Big demand for this CT ag grant, but no money for it next year

mark pazniokas / CT Mirror On tour of Kurtz Farms: From right, Gov. Ned Lamont, E.J. Kurtz and Peter Talbot, chair of the Cheshire Town Council.

The rows of hanging flower baskets stretched towards the back of an automated Kurtz Farms greenhouse in Cheshire that seemed to have no end. Beneath them sat colorful flats of impatiens, pansies, petunias and marigolds.

Watering booms pass over the flats, Bluetooth sensors directing how long a drink they require. Above, the baskets move on an automated line, briefly pausing at a device that weighs and waters them by need.
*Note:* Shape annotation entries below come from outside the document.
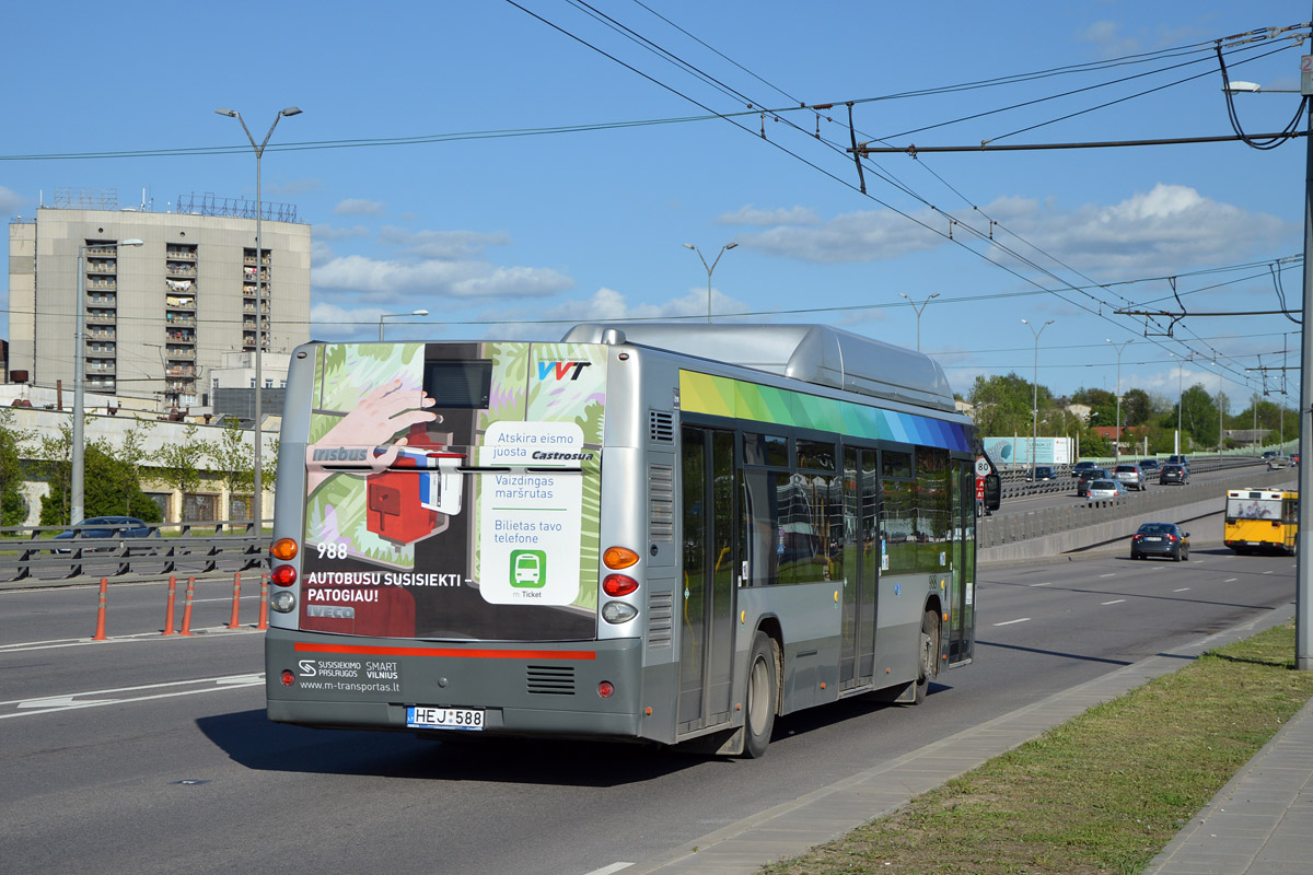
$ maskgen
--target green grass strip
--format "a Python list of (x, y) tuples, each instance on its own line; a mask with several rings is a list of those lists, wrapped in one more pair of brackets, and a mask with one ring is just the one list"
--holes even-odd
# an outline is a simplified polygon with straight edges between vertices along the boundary
[(1293, 623), (1271, 628), (763, 871), (1133, 875), (1310, 697)]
Gov. Ned Lamont toured the farm Tuesday to celebrate Earth Day and a one-shot Climate Smart Ag and Forestry grant program that illustrated the reach — and limits — of a state government constrained by spending caps.

With $7 million in available in carry-forward dollars that are outside the spending cap — money unspent in one fiscal year and carried over to the next — the state Department of Agriculture quickly fashioned a grant program aimed at helping the Connecticut farming industry become more sustainable.
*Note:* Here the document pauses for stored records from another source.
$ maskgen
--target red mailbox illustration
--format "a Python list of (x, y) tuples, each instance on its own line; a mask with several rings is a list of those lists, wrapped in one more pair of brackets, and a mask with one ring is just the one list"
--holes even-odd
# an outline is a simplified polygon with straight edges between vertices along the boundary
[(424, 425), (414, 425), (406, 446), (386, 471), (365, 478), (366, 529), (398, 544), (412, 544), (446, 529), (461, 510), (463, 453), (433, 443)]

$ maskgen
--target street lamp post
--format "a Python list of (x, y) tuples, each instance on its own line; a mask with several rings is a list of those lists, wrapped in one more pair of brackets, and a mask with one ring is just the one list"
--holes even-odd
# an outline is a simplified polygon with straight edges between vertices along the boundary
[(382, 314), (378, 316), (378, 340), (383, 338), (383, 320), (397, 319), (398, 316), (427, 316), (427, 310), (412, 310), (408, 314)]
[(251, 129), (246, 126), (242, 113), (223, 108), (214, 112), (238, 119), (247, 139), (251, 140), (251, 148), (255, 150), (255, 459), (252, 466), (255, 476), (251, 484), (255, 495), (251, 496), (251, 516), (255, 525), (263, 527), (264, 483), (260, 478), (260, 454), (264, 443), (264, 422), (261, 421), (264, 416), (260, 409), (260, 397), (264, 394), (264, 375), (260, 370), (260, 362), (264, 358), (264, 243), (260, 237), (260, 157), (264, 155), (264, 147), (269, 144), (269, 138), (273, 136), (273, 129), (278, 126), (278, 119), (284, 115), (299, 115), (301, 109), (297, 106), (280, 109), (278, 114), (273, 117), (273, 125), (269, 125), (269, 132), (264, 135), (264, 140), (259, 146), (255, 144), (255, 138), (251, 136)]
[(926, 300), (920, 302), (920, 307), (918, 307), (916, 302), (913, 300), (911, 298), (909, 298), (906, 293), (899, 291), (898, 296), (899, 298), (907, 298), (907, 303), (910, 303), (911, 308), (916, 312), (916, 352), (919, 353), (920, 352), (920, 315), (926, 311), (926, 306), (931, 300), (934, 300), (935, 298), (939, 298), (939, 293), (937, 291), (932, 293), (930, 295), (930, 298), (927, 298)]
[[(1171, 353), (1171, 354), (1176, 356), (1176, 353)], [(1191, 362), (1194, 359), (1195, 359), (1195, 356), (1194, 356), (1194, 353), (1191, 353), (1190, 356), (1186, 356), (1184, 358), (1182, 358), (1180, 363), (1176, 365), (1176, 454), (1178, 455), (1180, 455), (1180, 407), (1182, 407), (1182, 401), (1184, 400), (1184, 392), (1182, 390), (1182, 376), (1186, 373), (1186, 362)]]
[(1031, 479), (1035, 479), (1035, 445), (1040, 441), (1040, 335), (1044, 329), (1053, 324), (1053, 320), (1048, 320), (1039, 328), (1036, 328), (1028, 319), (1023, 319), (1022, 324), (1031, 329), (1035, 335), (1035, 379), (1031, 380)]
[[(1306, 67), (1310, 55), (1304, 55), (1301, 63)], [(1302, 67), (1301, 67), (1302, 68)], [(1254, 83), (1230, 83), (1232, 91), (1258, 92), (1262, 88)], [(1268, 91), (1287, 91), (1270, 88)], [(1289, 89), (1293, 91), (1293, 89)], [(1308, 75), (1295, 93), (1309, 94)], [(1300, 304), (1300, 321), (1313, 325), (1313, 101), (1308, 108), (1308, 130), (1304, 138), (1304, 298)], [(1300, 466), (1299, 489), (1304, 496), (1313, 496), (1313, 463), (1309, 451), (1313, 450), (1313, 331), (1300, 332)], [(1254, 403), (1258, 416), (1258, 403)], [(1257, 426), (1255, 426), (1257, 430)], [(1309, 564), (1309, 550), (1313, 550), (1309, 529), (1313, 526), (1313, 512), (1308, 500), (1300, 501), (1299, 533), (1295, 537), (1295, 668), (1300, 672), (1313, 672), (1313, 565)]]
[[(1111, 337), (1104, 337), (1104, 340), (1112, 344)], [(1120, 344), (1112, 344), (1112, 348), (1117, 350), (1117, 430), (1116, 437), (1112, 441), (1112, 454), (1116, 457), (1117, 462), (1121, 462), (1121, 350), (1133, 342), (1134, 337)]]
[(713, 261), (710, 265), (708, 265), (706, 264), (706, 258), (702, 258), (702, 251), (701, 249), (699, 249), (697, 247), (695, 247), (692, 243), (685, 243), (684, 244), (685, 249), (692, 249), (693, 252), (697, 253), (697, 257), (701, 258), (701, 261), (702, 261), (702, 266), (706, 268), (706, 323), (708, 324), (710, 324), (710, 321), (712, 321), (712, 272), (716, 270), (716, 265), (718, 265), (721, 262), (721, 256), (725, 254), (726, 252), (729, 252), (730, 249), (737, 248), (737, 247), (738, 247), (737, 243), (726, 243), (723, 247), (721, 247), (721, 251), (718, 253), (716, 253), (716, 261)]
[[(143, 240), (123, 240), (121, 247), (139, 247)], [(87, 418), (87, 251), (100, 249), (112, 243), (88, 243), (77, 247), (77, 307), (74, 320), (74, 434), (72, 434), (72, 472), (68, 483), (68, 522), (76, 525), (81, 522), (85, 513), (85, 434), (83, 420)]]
“We’ve got over 5,000 farms in the state of Connecticut, 370,000 acres of land being worked, 30,000-plus employees that all generate $4 billion to the state’s economy,” said Bryan Hurlburt, the state commissioner of agriculture. “The greenhouse industry is the largest sector of Connecticut’s agricultural economy.”

The Climate Smart grants went directly to some recipients. Others went to organizations like the Connecticut Greenhouse Growers Association, which evaluated applications and made awards. The greenhouse growers had at least $1.7 million to award.
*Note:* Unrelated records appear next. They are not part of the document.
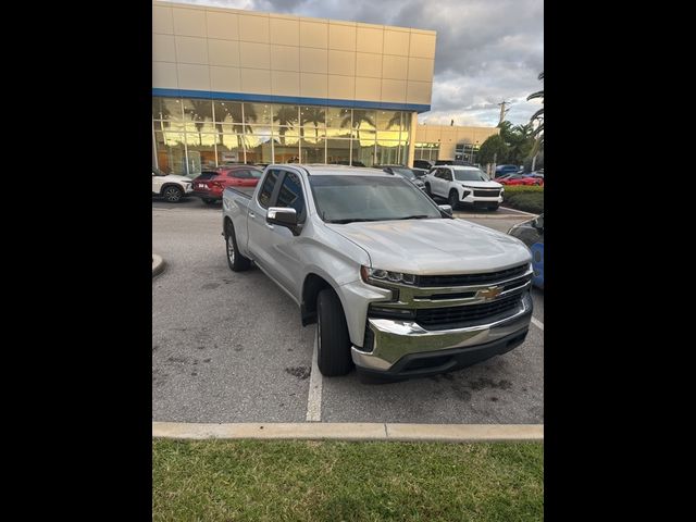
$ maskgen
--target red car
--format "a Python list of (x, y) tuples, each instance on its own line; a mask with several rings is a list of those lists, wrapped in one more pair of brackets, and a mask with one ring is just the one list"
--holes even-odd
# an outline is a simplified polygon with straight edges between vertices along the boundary
[(194, 178), (192, 196), (198, 196), (207, 204), (222, 200), (227, 187), (256, 187), (263, 171), (251, 165), (225, 165), (213, 171), (203, 171)]
[(544, 177), (535, 174), (511, 174), (502, 179), (497, 178), (501, 185), (539, 185), (544, 186)]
It’s a one-shot program. No funding for another round of grant is in the budget Lamont proposed in February or the revisions made Tuesday by the legislature’s Appropriations Committee. It was crafted from a limited pool of unspent funds and quickly put to work in a single fiscal year.

Hurlburt noted that demand far outstripped the available dollars: About 70 applicants made proposals totaling $55 million, nearly eight times the appropriated dollars.

“Connecticut farmers want to participate in a climate-smart future. They want to be able to implement this technology,” he said. “They want to be able to make these investments. But it’s hard in a low-margin industry to be able to find the available capital to put in place these pieces of equipment or these investments.”

In most cases, the state grants leveraged investments from the farms, he said.

A $257,000 grant enabled Kurtz Farms to accelerate modernization, said Earl “E.J.” Kurtz, the third generation of siblings and cousins operating a wholesale nursery business founded in 1941 by their grandparents, Earl and Ruth Kurtz. The family grows plants in 25 acres of covered greenhouses.

Cheshire long has been a center of growing bedding plants, supplying retail nurseries across Connecticut, New York, Massachusetts, Rhode Island and beyond. Kurtz farms has a catalog offering 10,000 varieties, including vegetables and tropical plants in a year-round operation.

Kurtz said the family already had invested in automation that watered plants on timers and opened greenhouse louvers, allowing greater circulation based on inputs from an on-site weather station that measurers sunlight, temperature and humidity. The grant allowed the installation of a computerized system that precisely measures and applies water, fertilization and fungicides.

He led Lamont on a tour of a greenhouse where 26,000 hanging flower baskets were growing, watered and fed by the new system.

“I love your office,” Lamont said. “So beautiful. It’s amazing, and it brings to life for me what sustainable farming, sustainable agriculture? Words we throw around a lot.”

The operation is year-round, but the demand peaks once the weather breaks in spring and backyard gardeners buy bedding plants. They grow three or four crops — turnovers, in industry parlance — of the spring standards like the Delta Cotton Mix pansies that are almost sold out, Bonanza Orange marigolds or Blue Pearl impatiens.